9/444 Healing from Infidelity: Broken
2011.09.14
There are two important categories to process in dealing with affairs. One is the affair itself. The other is the overall story of the marriage and what the affair was communicating to the spouse about that story.
For us there were lots of desert times in our marriage from the beginning. My first lover was golf. I gambled on football and basketball when I was in college and in the early years of our marriage. I drank too much too often later realizing I was indeed an alcoholic. I avoided tension and conflict. I cheated on Ann before we were married and was emotionally attached (pseudo lover) to another woman at the same time she had her affair.
For Ann she realized in hindsight that she was emotionally unavailable to me since she didn't even know what she was feeling herself most of the time. She stayed super busy to stay out in front of her heart. She was a controller to avoid being vulnerable. She had a sexual lover.

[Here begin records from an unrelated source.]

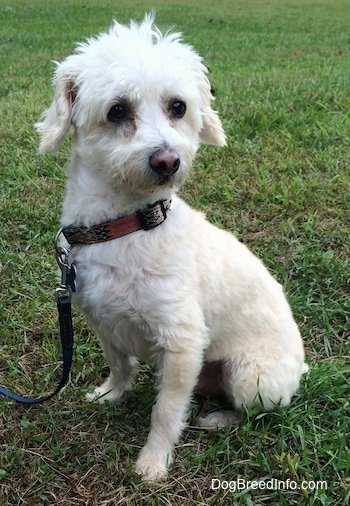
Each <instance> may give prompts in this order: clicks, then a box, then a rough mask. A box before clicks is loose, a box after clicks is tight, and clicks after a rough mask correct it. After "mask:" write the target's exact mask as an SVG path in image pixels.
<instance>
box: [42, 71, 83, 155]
mask: <svg viewBox="0 0 350 506" xmlns="http://www.w3.org/2000/svg"><path fill="white" fill-rule="evenodd" d="M55 83H56V92H55V98H54V100H53V102H52V104H51V106H50V107H49V109H47V110H46V111H45V112H44V114H43V119H44V120H43V121H42V122H39V123H36V124H35V127H36V129H37V131H38V132H39V135H40V145H39V152H40V153H52V152H54V151H58V149H59V148H60V146H61V144H62V141H63V139H64V136H65V135H66V133H67V132H68V130H69V128H70V127H71V125H72V116H73V106H74V103H75V99H76V96H77V87H76V85H75V83H74V81H73V80H72V78H71V76H64V75H60V74H59V73H57V74H56V79H55Z"/></svg>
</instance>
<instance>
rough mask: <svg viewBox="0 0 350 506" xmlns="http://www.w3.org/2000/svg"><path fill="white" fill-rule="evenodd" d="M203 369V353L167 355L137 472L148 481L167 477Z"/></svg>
mask: <svg viewBox="0 0 350 506" xmlns="http://www.w3.org/2000/svg"><path fill="white" fill-rule="evenodd" d="M201 365H202V353H201V350H198V348H197V349H193V348H192V349H191V350H186V351H183V352H171V351H165V352H164V355H163V362H162V376H161V384H160V391H159V394H158V398H157V402H156V404H155V405H154V406H153V410H152V421H151V431H150V433H149V435H148V439H147V443H146V445H145V446H144V448H143V449H142V450H141V453H140V455H139V458H138V460H137V463H136V470H137V472H138V473H139V474H141V475H142V476H143V478H144V479H146V480H152V481H156V480H158V479H160V478H162V477H163V476H165V475H166V472H167V466H168V465H170V464H171V462H172V453H173V449H174V445H175V443H176V442H177V441H178V439H179V437H180V434H181V430H182V428H183V426H184V425H185V421H186V416H187V410H188V406H189V404H190V401H191V394H192V392H193V389H194V387H195V385H196V381H197V377H198V375H199V372H200V369H201Z"/></svg>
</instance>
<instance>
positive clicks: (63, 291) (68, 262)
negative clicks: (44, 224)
mask: <svg viewBox="0 0 350 506" xmlns="http://www.w3.org/2000/svg"><path fill="white" fill-rule="evenodd" d="M61 234H62V229H60V230H59V231H58V232H57V234H56V237H55V241H54V243H55V254H56V262H57V264H58V267H59V268H60V271H61V284H60V286H59V288H56V290H55V299H56V302H57V301H58V300H59V299H61V298H63V297H69V298H71V294H72V292H75V291H76V274H77V272H76V267H75V265H74V264H71V263H70V262H69V253H70V252H69V250H68V249H67V248H64V247H63V246H60V245H59V238H60V235H61Z"/></svg>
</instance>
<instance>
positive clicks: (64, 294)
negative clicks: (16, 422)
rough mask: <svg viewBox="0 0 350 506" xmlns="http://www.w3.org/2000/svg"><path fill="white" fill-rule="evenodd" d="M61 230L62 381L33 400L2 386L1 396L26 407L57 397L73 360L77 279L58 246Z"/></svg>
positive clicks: (60, 320)
mask: <svg viewBox="0 0 350 506" xmlns="http://www.w3.org/2000/svg"><path fill="white" fill-rule="evenodd" d="M60 235H61V230H59V231H58V233H57V234H56V237H55V241H54V242H55V253H56V260H57V264H58V266H59V268H60V271H61V285H60V287H59V288H57V289H56V291H55V299H56V303H57V309H58V319H59V326H60V338H61V345H62V355H63V370H62V375H61V380H60V382H59V384H58V385H57V387H56V389H55V390H54V391H53V392H52V393H51V394H49V395H46V396H43V397H38V398H32V397H25V396H22V395H18V394H15V393H13V392H11V391H10V390H8V389H7V388H5V387H2V386H0V394H1V395H4V396H5V397H8V398H9V399H12V400H14V401H16V402H19V403H21V404H25V405H27V406H28V405H32V404H40V403H42V402H44V401H47V400H49V399H51V397H53V396H54V395H56V394H57V393H58V392H59V391H60V390H61V389H62V388H63V387H64V386H65V384H66V383H67V381H68V379H69V374H70V370H71V366H72V360H73V337H74V334H73V324H72V311H71V307H72V304H71V298H72V292H75V290H76V285H75V278H76V268H75V265H73V264H70V262H69V251H68V250H67V249H66V248H63V247H62V246H59V245H58V241H59V237H60Z"/></svg>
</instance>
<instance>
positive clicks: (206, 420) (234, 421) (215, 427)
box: [198, 411, 240, 430]
mask: <svg viewBox="0 0 350 506" xmlns="http://www.w3.org/2000/svg"><path fill="white" fill-rule="evenodd" d="M239 419H240V414H239V413H238V412H237V411H215V412H214V413H210V414H209V415H207V416H204V417H202V418H199V419H198V423H199V425H200V427H202V428H203V429H208V430H213V429H218V428H220V427H229V426H230V425H232V424H233V423H235V422H238V421H239Z"/></svg>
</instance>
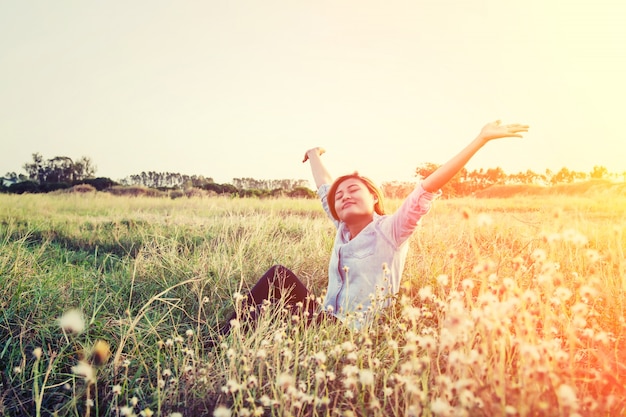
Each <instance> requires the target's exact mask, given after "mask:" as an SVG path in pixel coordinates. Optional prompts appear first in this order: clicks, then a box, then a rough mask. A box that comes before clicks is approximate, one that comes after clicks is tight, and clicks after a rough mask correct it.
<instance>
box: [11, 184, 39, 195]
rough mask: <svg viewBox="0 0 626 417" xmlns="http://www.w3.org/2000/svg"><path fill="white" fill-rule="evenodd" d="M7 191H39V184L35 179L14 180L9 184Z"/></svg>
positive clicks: (16, 193)
mask: <svg viewBox="0 0 626 417" xmlns="http://www.w3.org/2000/svg"><path fill="white" fill-rule="evenodd" d="M9 192H10V193H13V194H24V193H33V194H34V193H39V192H41V191H40V190H39V184H37V183H36V182H35V181H22V182H16V183H15V184H11V185H10V186H9Z"/></svg>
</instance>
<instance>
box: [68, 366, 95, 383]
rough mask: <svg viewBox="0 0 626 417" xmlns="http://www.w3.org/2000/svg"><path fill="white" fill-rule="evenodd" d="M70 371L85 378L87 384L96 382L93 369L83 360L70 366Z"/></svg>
mask: <svg viewBox="0 0 626 417" xmlns="http://www.w3.org/2000/svg"><path fill="white" fill-rule="evenodd" d="M72 372H73V373H74V374H76V375H80V376H82V377H84V378H85V381H86V382H87V383H88V384H93V383H95V382H96V371H95V369H94V368H93V367H92V366H91V365H90V364H88V363H87V362H85V361H79V362H78V364H77V365H75V366H72Z"/></svg>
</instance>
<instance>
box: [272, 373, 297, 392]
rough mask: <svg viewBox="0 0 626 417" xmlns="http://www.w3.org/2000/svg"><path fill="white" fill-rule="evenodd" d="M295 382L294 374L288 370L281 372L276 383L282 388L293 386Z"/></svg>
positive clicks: (279, 386) (276, 378) (276, 383)
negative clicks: (287, 372)
mask: <svg viewBox="0 0 626 417" xmlns="http://www.w3.org/2000/svg"><path fill="white" fill-rule="evenodd" d="M293 383H294V379H293V375H291V374H288V373H286V372H283V373H281V374H280V375H278V377H277V378H276V385H278V386H279V387H281V388H282V389H286V388H288V387H290V386H292V385H293Z"/></svg>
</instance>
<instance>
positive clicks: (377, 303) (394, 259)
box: [317, 184, 441, 328]
mask: <svg viewBox="0 0 626 417" xmlns="http://www.w3.org/2000/svg"><path fill="white" fill-rule="evenodd" d="M329 188H330V185H328V184H324V185H322V186H321V187H320V188H319V189H318V190H317V194H318V196H319V197H320V199H321V200H322V206H323V207H324V210H325V211H326V213H327V214H328V217H329V218H330V219H331V220H332V221H333V223H334V224H335V226H336V228H337V235H336V236H335V244H334V246H333V251H332V254H331V257H330V264H329V266H328V289H327V292H326V297H325V298H324V308H325V309H326V310H327V311H330V312H332V314H334V315H335V316H336V317H337V318H339V319H340V320H342V321H346V320H347V319H349V320H348V321H351V324H352V325H353V326H355V327H357V328H358V327H360V325H361V324H362V323H363V320H367V319H368V318H369V317H371V316H372V314H373V313H376V312H377V311H378V310H379V309H380V308H383V307H385V306H387V305H388V304H389V302H390V296H393V295H396V294H397V293H398V291H399V290H400V280H401V278H402V271H403V270H404V264H405V262H406V256H407V253H408V250H409V244H408V240H409V237H410V236H411V235H412V234H413V232H414V231H415V229H416V228H417V225H418V223H419V221H420V219H421V218H422V216H424V215H425V214H426V213H428V211H429V210H430V206H431V202H432V201H433V200H434V199H435V198H436V197H438V196H439V195H441V192H437V193H430V192H427V191H425V190H424V188H423V187H422V186H421V185H418V186H417V187H416V188H415V189H414V190H413V191H412V192H411V194H410V195H409V196H408V197H407V199H406V200H405V201H404V202H403V203H402V205H401V206H400V208H399V209H398V210H397V211H396V212H395V213H394V214H391V215H383V216H381V215H378V214H377V213H374V220H373V221H372V222H371V223H370V224H368V225H367V226H366V227H365V228H364V229H363V230H362V231H361V232H360V233H359V234H358V235H356V236H355V237H354V239H351V238H350V237H351V236H350V232H349V230H348V227H347V226H346V224H345V223H344V222H341V221H337V220H335V219H334V218H333V217H332V215H331V214H330V210H329V208H328V199H327V196H328V190H329Z"/></svg>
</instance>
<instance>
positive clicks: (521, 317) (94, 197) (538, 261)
mask: <svg viewBox="0 0 626 417" xmlns="http://www.w3.org/2000/svg"><path fill="white" fill-rule="evenodd" d="M397 204H398V202H397V201H391V202H389V204H388V206H391V207H392V208H393V206H395V205H397ZM625 207H626V197H624V196H623V195H606V194H600V195H592V194H589V193H587V194H584V195H580V196H556V195H541V196H527V197H523V198H522V197H511V198H507V199H494V198H492V199H472V198H463V199H452V200H439V201H437V202H436V203H435V205H434V207H433V209H432V211H431V212H430V213H429V214H428V216H427V217H425V218H424V219H423V222H422V225H421V227H420V228H419V229H418V231H417V233H416V234H415V235H414V236H413V238H412V240H411V251H410V254H409V259H408V261H407V266H406V270H405V276H404V287H403V290H402V292H401V294H400V295H399V297H398V298H397V300H396V302H395V305H394V308H391V309H388V310H387V311H386V312H385V314H383V315H381V316H380V317H379V319H378V320H377V321H376V322H374V323H371V324H370V325H368V326H366V327H365V328H363V329H362V330H361V331H349V330H347V329H346V328H345V327H344V326H343V325H341V324H336V323H325V324H322V325H317V326H311V327H306V326H304V324H303V323H302V322H303V320H302V317H300V316H298V315H293V316H292V315H291V313H287V312H286V311H287V310H286V309H279V308H269V307H267V306H265V307H263V309H262V312H261V316H260V318H259V321H258V325H257V326H256V327H255V328H245V326H235V327H234V330H233V331H232V332H231V333H230V334H229V335H228V336H227V337H226V338H219V336H218V335H217V333H216V330H217V329H218V326H219V325H220V323H221V322H222V321H223V320H224V318H225V317H227V316H228V315H229V314H230V312H231V311H233V308H237V306H238V305H239V304H238V302H237V300H238V299H239V298H240V297H239V295H240V294H243V293H245V290H246V287H247V286H249V285H252V284H254V282H255V281H256V279H258V277H260V276H261V275H262V274H263V273H264V272H265V270H267V269H268V268H269V267H270V266H272V265H274V264H282V265H285V266H287V267H288V268H290V269H292V270H293V271H294V272H295V273H296V274H297V275H298V276H299V277H300V278H301V279H302V280H303V281H304V282H305V283H306V284H307V286H308V287H309V288H310V289H311V290H313V291H314V293H315V294H317V295H318V296H319V297H321V296H323V291H324V289H325V283H326V279H325V276H326V268H327V262H328V256H329V251H330V250H331V247H332V241H333V238H334V232H333V228H332V225H331V223H330V222H329V221H328V219H327V218H326V217H325V215H324V213H323V212H322V210H321V207H319V203H318V202H317V201H315V200H289V199H268V200H256V199H237V198H235V199H229V198H180V199H176V200H172V199H165V198H148V197H138V198H133V197H115V196H111V195H108V194H105V193H90V194H84V195H83V194H57V195H22V196H15V195H0V310H1V311H2V316H1V320H0V371H1V379H0V415H3V416H48V415H58V416H131V415H141V416H152V415H154V416H202V415H208V416H212V415H215V416H229V415H232V416H260V415H263V416H269V415H276V416H289V415H293V416H310V415H320V416H387V417H389V416H505V415H506V416H544V415H545V416H623V415H625V413H626V353H625V352H626V341H625V339H624V338H625V335H626V332H625V330H626V328H625V326H626V323H625V322H624V311H625V306H624V301H625V295H624V293H625V291H626V261H625V259H624V248H626V210H625ZM235 324H236V323H235Z"/></svg>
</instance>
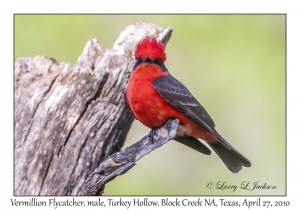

By far our driest desert occured after the revelation of the affair.
It was chaos. The emotions whipped up and down like the line of an expert fly fisherman. We both experienced depression. I felt like I was caught in a tug of war between God and Satan. I wanted to turn my back totally on God (because I felt like he betrayed me too) and I also knew he was the best thing going for me. We loved one another, hated one another. We laughed and cried. Deep sorrow pounded on us like crunching tackles from Brian Erlacher and Ray Lewis. We were being broken in the worst and best sense of all that means.
We needed restoration and so much more.